Days in St. Vincent & The Grenadines consist of lazing along white-sand beaches, exploring coral reefs, and day-tripping to the Grenadines’ rural islands and cays. As the island celebrates 36 years of Independence, the National Weekly explores the sunny island and what it has to offer to locals and tourists.
Not the first thing you would think of when you hear the word “macaroni”, however Macaroni Beach is just as pleasurable as would be any macaroni and cheese dish.This isolated strip of sand along the island’s eastern shoreline makes an idyllic spot for sun-seekers and surfers.
St. Vincent doesn’t hold the renowned title of “Critter Capital of the Caribbean” for nothing. Diving is one of the activities for which this island is well known. The sea grass and boulders of Critter Corner—which hugs Indian Bay Beach’s sugary sands located to the south of Kingstown—are home to a wide variety of fish which makes it the perfect spot to go scuba diving and snorkeling.
Pirates of the Caribbean fans looking to retrace Captain Jack Sparrow’s footsteps from the opening scenes of “The Curse of the Black Pearl” should head straight to Wallilabou Bay. Leftover film sets preside over Waillilabou Bay today, allowing visitors to explore the filming location of the first part of the series. Once you’ve snapped pictures of the sites’ cannons and docks, you can sunbathe, swim, or grab some grub at the Wallilaou Anchorage, a popular hotel and restaurant located on the bay.
Located in the mountains above the Mesopotamia Valley, lies this estate blessed with the volcanic fertile soil and frequent rainfall. There you will find an array of exotic flowers, spices and plants interspersed with green foliage in an environment which is cool, misty and quiet. The gardens are opened to the public during the weekdays from 9 – 5 pm between the months of December and August.

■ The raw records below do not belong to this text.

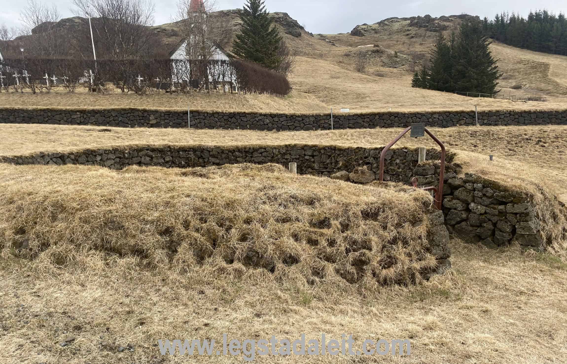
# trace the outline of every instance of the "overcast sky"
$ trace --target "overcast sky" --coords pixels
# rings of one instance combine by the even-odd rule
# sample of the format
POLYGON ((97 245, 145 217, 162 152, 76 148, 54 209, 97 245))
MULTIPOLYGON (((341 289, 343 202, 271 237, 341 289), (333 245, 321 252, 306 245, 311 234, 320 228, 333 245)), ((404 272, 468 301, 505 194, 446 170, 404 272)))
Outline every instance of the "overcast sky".
MULTIPOLYGON (((17 26, 21 7, 27 0, 0 0, 0 24, 17 26)), ((41 1, 41 0, 39 0, 41 1)), ((242 7, 244 0, 217 0, 219 10, 242 7)), ((71 16, 71 0, 43 1, 57 5, 64 17, 71 16)), ((534 4, 550 11, 567 12, 566 0, 266 0, 269 11, 283 11, 312 33, 350 32, 358 24, 372 24, 391 16, 403 18, 430 14, 432 16, 463 12, 492 19, 497 12, 515 11, 527 16, 534 4)), ((176 11, 176 0, 157 0, 155 24, 169 23, 176 11)))

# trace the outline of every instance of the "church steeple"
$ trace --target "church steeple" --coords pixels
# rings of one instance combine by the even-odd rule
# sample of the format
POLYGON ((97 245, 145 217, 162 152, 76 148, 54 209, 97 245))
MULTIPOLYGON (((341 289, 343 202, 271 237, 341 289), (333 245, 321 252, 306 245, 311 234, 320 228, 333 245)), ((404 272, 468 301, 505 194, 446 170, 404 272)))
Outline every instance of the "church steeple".
POLYGON ((193 12, 204 11, 204 7, 203 6, 203 0, 191 0, 191 3, 189 5, 189 11, 193 12))

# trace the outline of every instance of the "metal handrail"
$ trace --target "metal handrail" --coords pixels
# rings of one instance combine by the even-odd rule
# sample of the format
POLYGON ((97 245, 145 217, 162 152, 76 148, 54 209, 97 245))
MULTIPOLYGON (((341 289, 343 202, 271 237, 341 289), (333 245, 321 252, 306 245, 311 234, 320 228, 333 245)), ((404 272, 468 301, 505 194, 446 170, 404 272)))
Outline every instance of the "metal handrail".
MULTIPOLYGON (((401 137, 403 137, 405 134, 412 130, 412 126, 409 126, 405 129, 403 132, 400 133, 399 136, 396 137, 396 138, 390 142, 388 145, 384 147, 384 149, 382 150, 382 153, 380 154, 380 173, 378 175, 378 179, 380 181, 384 180, 384 160, 386 159, 386 153, 391 148, 393 145, 398 142, 401 137)), ((439 140, 437 137, 435 137, 433 134, 427 128, 424 128, 425 132, 427 133, 428 135, 431 137, 435 142, 439 145, 439 146, 441 148, 441 170, 439 173, 439 188, 435 189, 434 187, 426 187, 423 189, 425 191, 430 191, 433 190, 435 191, 435 206, 438 210, 441 209, 442 204, 443 203, 443 187, 445 184, 443 179, 445 175, 445 146, 441 142, 441 141, 439 140)))

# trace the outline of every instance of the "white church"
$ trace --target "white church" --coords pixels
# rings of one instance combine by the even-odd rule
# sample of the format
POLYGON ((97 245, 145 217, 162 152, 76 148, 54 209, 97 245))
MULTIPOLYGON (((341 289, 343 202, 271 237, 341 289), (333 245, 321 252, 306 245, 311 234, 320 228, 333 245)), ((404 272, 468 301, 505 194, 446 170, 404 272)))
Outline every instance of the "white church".
MULTIPOLYGON (((204 9, 203 0, 191 0, 189 5, 189 11, 195 13, 199 12, 200 9, 204 9)), ((206 16, 206 14, 204 14, 206 16)), ((188 50, 188 40, 183 39, 177 43, 175 48, 170 53, 171 60, 197 60, 199 58, 194 56, 188 50)), ((218 61, 229 61, 230 58, 227 52, 218 44, 209 44, 211 57, 209 59, 218 61)), ((198 56, 197 56, 198 57, 198 56)), ((198 88, 199 80, 189 79, 191 78, 191 69, 188 65, 184 66, 174 66, 174 71, 172 75, 172 81, 174 83, 186 83, 191 84, 193 88, 198 88)), ((227 66, 224 62, 219 65, 215 65, 208 69, 209 73, 209 82, 213 87, 222 87, 226 92, 238 91, 236 87, 236 70, 234 67, 227 66)))

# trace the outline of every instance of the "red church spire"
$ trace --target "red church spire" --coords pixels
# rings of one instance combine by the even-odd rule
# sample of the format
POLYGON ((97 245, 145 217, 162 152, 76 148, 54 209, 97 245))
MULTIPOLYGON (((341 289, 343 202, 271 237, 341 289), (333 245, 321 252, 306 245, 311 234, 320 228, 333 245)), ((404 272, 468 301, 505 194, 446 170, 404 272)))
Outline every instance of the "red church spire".
POLYGON ((203 7, 203 0, 191 0, 191 3, 189 5, 189 10, 191 11, 198 12, 200 11, 204 10, 204 7, 203 7))

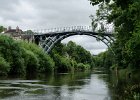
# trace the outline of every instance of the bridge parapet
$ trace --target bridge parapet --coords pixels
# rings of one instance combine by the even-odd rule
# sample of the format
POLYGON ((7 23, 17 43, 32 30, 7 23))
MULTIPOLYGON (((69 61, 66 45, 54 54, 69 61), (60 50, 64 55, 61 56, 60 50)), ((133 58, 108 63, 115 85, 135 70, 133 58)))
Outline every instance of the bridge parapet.
MULTIPOLYGON (((34 35, 42 35, 42 34, 53 34, 53 33, 64 33, 64 32, 95 32, 99 33, 102 32, 101 29, 93 29, 91 26, 72 26, 72 27, 60 27, 60 28, 51 28, 51 29, 41 29, 41 30, 34 30, 34 35)), ((106 34, 112 34, 112 29, 106 29, 104 31, 106 34)))

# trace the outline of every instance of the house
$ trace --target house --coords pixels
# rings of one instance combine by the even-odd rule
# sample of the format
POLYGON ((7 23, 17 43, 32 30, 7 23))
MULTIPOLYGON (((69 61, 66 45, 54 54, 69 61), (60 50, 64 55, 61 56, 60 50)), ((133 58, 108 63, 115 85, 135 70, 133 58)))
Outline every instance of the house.
POLYGON ((18 26, 16 29, 12 29, 11 26, 9 26, 8 29, 5 30, 4 34, 12 37, 14 40, 21 40, 23 31, 19 29, 18 26))
POLYGON ((11 26, 5 30, 4 34, 12 37, 14 40, 25 40, 27 42, 33 41, 33 34, 25 34, 18 26, 12 29, 11 26))

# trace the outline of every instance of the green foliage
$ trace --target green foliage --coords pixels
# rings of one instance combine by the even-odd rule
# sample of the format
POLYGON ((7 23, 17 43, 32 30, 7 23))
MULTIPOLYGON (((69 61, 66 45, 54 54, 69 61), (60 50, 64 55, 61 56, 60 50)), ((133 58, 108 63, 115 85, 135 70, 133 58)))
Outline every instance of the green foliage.
POLYGON ((2 74, 26 75, 54 69, 54 61, 35 44, 15 41, 5 35, 0 35, 0 44, 2 74))
POLYGON ((93 57, 83 47, 70 41, 67 45, 58 43, 51 52, 56 71, 84 71, 93 67, 93 57))
POLYGON ((7 75, 10 70, 10 65, 4 58, 0 57, 0 75, 7 75))
POLYGON ((26 50, 32 52, 33 58, 37 58, 36 68, 39 72, 51 72, 55 66, 54 61, 48 56, 43 49, 32 43, 20 42, 26 50))
MULTIPOLYGON (((99 21, 114 24, 116 41, 112 45, 115 52, 114 65, 119 68, 139 68, 140 62, 140 2, 139 0, 90 0, 98 4, 97 18, 99 21)), ((104 57, 102 58, 102 60, 104 57)), ((106 58, 109 59, 109 58, 106 58)))
POLYGON ((5 28, 3 26, 0 26, 0 33, 3 32, 5 28))
POLYGON ((11 74, 24 74, 24 60, 22 58, 22 48, 12 38, 1 35, 0 36, 0 54, 9 62, 11 74))

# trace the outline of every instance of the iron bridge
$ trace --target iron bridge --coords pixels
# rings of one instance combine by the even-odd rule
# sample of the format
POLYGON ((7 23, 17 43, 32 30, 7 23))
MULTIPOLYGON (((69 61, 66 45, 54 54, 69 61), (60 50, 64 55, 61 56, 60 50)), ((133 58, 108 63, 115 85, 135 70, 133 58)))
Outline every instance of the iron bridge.
MULTIPOLYGON (((61 40, 73 36, 73 35, 88 35, 96 38, 98 41, 102 41, 105 45, 110 47, 114 42, 113 31, 108 29, 106 31, 94 30, 90 26, 74 26, 74 27, 64 27, 64 28, 53 28, 33 31, 34 41, 37 45, 41 46, 47 53, 49 53, 56 43, 61 40)), ((113 50, 112 50, 113 51, 113 50)))

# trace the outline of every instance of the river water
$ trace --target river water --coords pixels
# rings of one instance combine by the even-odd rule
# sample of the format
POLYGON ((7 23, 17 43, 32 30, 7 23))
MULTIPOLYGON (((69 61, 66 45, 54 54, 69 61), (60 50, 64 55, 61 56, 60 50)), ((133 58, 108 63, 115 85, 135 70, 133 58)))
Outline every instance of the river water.
POLYGON ((102 71, 1 78, 0 100, 125 100, 118 84, 102 71))

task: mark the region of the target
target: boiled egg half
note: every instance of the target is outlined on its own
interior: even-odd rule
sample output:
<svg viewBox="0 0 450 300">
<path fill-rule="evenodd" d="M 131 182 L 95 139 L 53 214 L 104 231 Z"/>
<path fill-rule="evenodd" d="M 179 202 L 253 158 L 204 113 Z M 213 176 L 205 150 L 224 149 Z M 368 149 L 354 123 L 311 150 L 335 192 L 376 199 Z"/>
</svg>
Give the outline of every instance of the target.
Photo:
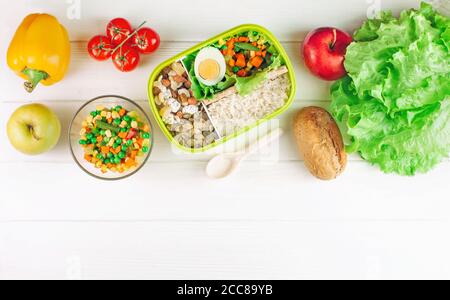
<svg viewBox="0 0 450 300">
<path fill-rule="evenodd" d="M 227 72 L 225 57 L 219 49 L 208 47 L 202 49 L 195 59 L 195 76 L 207 86 L 213 86 L 223 80 Z"/>
</svg>

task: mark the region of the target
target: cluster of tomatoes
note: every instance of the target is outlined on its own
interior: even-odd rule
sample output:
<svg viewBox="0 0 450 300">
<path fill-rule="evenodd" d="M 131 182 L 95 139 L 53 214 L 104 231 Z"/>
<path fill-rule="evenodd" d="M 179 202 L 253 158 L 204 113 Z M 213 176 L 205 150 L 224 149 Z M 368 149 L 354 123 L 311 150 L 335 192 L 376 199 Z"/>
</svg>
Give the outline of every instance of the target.
<svg viewBox="0 0 450 300">
<path fill-rule="evenodd" d="M 98 61 L 112 58 L 122 72 L 133 71 L 139 65 L 140 55 L 155 52 L 161 43 L 158 33 L 143 27 L 144 24 L 134 30 L 123 18 L 112 20 L 106 28 L 106 36 L 97 35 L 89 41 L 89 54 Z"/>
</svg>

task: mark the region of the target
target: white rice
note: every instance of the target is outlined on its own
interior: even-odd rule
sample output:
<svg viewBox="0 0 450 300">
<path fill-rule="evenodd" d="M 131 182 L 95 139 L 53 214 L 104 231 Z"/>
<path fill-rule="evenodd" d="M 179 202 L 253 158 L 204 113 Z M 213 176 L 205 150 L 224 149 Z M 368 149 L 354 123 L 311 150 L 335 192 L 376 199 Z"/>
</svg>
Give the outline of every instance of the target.
<svg viewBox="0 0 450 300">
<path fill-rule="evenodd" d="M 208 111 L 220 135 L 228 136 L 283 107 L 289 91 L 290 80 L 285 74 L 274 80 L 266 80 L 250 95 L 225 97 L 211 104 Z"/>
</svg>

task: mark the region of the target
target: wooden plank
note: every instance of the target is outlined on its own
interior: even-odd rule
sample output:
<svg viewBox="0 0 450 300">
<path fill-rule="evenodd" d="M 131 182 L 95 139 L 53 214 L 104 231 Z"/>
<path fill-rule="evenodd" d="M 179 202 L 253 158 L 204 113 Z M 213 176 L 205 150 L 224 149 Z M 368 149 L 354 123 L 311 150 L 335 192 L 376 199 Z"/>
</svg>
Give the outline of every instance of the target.
<svg viewBox="0 0 450 300">
<path fill-rule="evenodd" d="M 8 120 L 10 115 L 23 103 L 17 102 L 0 102 L 0 119 Z M 83 101 L 50 101 L 44 102 L 52 108 L 59 116 L 62 123 L 62 135 L 61 140 L 57 147 L 49 153 L 40 156 L 26 156 L 17 152 L 10 144 L 6 134 L 6 123 L 0 124 L 0 148 L 3 149 L 3 155 L 0 157 L 1 162 L 58 162 L 58 163 L 71 163 L 73 161 L 69 151 L 68 130 L 70 122 L 75 112 L 84 104 Z M 263 136 L 273 128 L 282 127 L 286 134 L 282 137 L 279 143 L 274 144 L 272 149 L 274 151 L 279 150 L 279 159 L 281 161 L 299 160 L 299 156 L 296 152 L 296 145 L 293 141 L 291 133 L 291 122 L 295 112 L 300 107 L 307 105 L 319 105 L 328 106 L 328 102 L 296 102 L 291 109 L 280 116 L 279 118 L 271 121 L 270 123 L 263 124 L 260 127 L 252 130 L 248 134 L 240 137 L 236 140 L 228 142 L 226 145 L 209 151 L 205 154 L 193 155 L 181 153 L 178 149 L 171 146 L 169 141 L 163 135 L 159 127 L 157 127 L 156 121 L 153 119 L 152 113 L 146 100 L 139 101 L 139 104 L 144 108 L 149 116 L 152 118 L 152 123 L 155 126 L 155 148 L 152 153 L 152 161 L 169 161 L 169 162 L 182 162 L 182 161 L 206 161 L 211 158 L 214 153 L 220 153 L 221 151 L 233 152 L 235 150 L 241 150 L 246 143 L 254 141 L 258 136 Z M 269 149 L 270 151 L 270 149 Z M 267 151 L 266 151 L 267 152 Z M 252 157 L 253 159 L 261 159 L 261 157 Z M 264 157 L 262 157 L 264 159 Z M 360 160 L 359 156 L 353 156 L 353 160 Z"/>
<path fill-rule="evenodd" d="M 353 162 L 332 182 L 300 162 L 247 162 L 223 181 L 207 179 L 203 162 L 151 161 L 119 182 L 74 164 L 1 168 L 0 220 L 447 220 L 450 211 L 450 164 L 404 178 Z"/>
<path fill-rule="evenodd" d="M 80 3 L 80 6 L 73 3 Z M 134 26 L 148 20 L 167 41 L 201 41 L 244 23 L 264 25 L 283 41 L 299 41 L 313 28 L 337 26 L 352 31 L 376 10 L 392 9 L 398 13 L 405 8 L 418 7 L 419 3 L 417 0 L 346 0 L 334 5 L 329 0 L 279 0 L 276 3 L 246 0 L 230 13 L 229 3 L 210 0 L 157 3 L 131 0 L 114 5 L 107 0 L 28 0 L 9 3 L 8 11 L 14 11 L 14 14 L 5 11 L 2 19 L 7 25 L 5 30 L 11 32 L 28 13 L 51 13 L 69 29 L 72 40 L 86 40 L 95 33 L 102 33 L 110 19 L 121 16 Z M 192 22 L 193 18 L 195 22 Z"/>
</svg>

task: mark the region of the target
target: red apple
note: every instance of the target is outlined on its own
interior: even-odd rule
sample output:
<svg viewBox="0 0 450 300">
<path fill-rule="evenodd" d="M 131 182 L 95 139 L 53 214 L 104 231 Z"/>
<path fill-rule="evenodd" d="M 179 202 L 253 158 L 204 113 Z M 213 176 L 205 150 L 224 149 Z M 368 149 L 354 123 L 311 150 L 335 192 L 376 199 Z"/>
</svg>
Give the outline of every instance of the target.
<svg viewBox="0 0 450 300">
<path fill-rule="evenodd" d="M 324 80 L 338 80 L 347 74 L 344 67 L 352 37 L 339 29 L 326 27 L 310 32 L 303 44 L 303 56 L 311 72 Z"/>
</svg>

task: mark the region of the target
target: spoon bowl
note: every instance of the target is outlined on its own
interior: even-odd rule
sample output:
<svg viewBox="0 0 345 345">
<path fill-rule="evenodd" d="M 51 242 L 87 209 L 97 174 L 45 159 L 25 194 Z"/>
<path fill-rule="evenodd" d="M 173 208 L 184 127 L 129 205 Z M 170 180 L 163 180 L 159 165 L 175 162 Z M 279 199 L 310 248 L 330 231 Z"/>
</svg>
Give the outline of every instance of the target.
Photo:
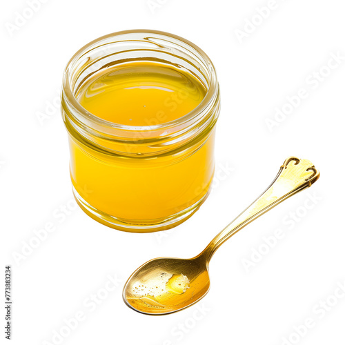
<svg viewBox="0 0 345 345">
<path fill-rule="evenodd" d="M 201 299 L 210 288 L 208 264 L 215 252 L 247 224 L 290 196 L 310 187 L 319 177 L 307 159 L 285 160 L 272 184 L 248 208 L 193 259 L 161 257 L 139 267 L 124 288 L 124 300 L 149 315 L 174 313 Z"/>
<path fill-rule="evenodd" d="M 132 274 L 123 297 L 136 311 L 162 315 L 191 306 L 209 288 L 208 270 L 202 257 L 161 257 L 150 260 Z"/>
</svg>

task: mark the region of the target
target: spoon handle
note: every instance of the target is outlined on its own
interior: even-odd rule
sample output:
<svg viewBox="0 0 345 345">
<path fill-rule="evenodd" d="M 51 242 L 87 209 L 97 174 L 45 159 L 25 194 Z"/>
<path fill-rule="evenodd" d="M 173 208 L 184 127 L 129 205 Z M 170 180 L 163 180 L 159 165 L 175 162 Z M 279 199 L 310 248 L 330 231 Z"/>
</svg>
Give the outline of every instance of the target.
<svg viewBox="0 0 345 345">
<path fill-rule="evenodd" d="M 288 158 L 267 190 L 219 233 L 199 256 L 205 255 L 208 262 L 217 249 L 237 231 L 278 204 L 310 187 L 319 177 L 319 171 L 310 161 Z"/>
</svg>

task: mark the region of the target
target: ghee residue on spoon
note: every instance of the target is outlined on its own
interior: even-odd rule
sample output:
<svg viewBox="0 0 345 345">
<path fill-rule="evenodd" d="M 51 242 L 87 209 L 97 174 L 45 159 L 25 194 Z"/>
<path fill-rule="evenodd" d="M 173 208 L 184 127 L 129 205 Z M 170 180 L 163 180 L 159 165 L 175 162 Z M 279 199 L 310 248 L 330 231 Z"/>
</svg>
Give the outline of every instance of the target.
<svg viewBox="0 0 345 345">
<path fill-rule="evenodd" d="M 170 275 L 170 277 L 169 277 Z M 133 294 L 141 302 L 150 308 L 164 308 L 172 303 L 178 303 L 176 296 L 190 288 L 190 282 L 183 274 L 161 273 L 159 282 L 154 285 L 139 285 L 133 288 Z"/>
</svg>

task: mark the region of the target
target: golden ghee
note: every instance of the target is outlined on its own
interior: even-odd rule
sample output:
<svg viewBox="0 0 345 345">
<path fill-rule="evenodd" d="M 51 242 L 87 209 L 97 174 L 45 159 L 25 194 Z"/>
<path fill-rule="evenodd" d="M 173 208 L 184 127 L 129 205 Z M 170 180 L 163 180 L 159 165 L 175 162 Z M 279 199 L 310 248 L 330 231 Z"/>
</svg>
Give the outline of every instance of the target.
<svg viewBox="0 0 345 345">
<path fill-rule="evenodd" d="M 103 224 L 136 232 L 175 226 L 204 201 L 219 113 L 217 83 L 193 69 L 195 58 L 177 63 L 153 57 L 157 45 L 144 33 L 112 34 L 79 50 L 66 68 L 62 95 L 79 204 Z M 166 34 L 150 32 L 157 39 Z M 130 43 L 133 35 L 138 47 Z M 165 52 L 172 60 L 179 52 L 172 43 Z M 128 50 L 140 57 L 124 59 Z"/>
</svg>

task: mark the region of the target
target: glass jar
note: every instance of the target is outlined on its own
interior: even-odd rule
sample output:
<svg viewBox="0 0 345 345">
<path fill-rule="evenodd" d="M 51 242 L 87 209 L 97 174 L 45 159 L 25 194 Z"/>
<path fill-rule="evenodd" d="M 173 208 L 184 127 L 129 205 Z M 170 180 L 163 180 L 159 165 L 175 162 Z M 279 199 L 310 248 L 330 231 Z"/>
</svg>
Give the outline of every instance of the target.
<svg viewBox="0 0 345 345">
<path fill-rule="evenodd" d="M 203 99 L 177 119 L 161 123 L 157 113 L 140 126 L 106 121 L 81 106 L 79 92 L 92 75 L 137 61 L 193 75 L 205 88 Z M 68 62 L 61 103 L 73 193 L 94 219 L 125 231 L 166 230 L 187 219 L 205 201 L 215 169 L 219 90 L 212 62 L 195 45 L 151 30 L 100 37 Z"/>
</svg>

La Soufriere is a massive active volcano that takes up the northern third of the island of St. Vincent. The volcano, which name comes from the french word soufre, which means sulphur, rises majestically over 4000 feet and last erupted in April 1979. A guided tour to La Soufriere volcano is a rigorous, uphill hike which takes you along the picturesque windward coast of the island to the crater, which can then continue down the west coast (along the Leeward side) terminating in the valley of Chateaubelair.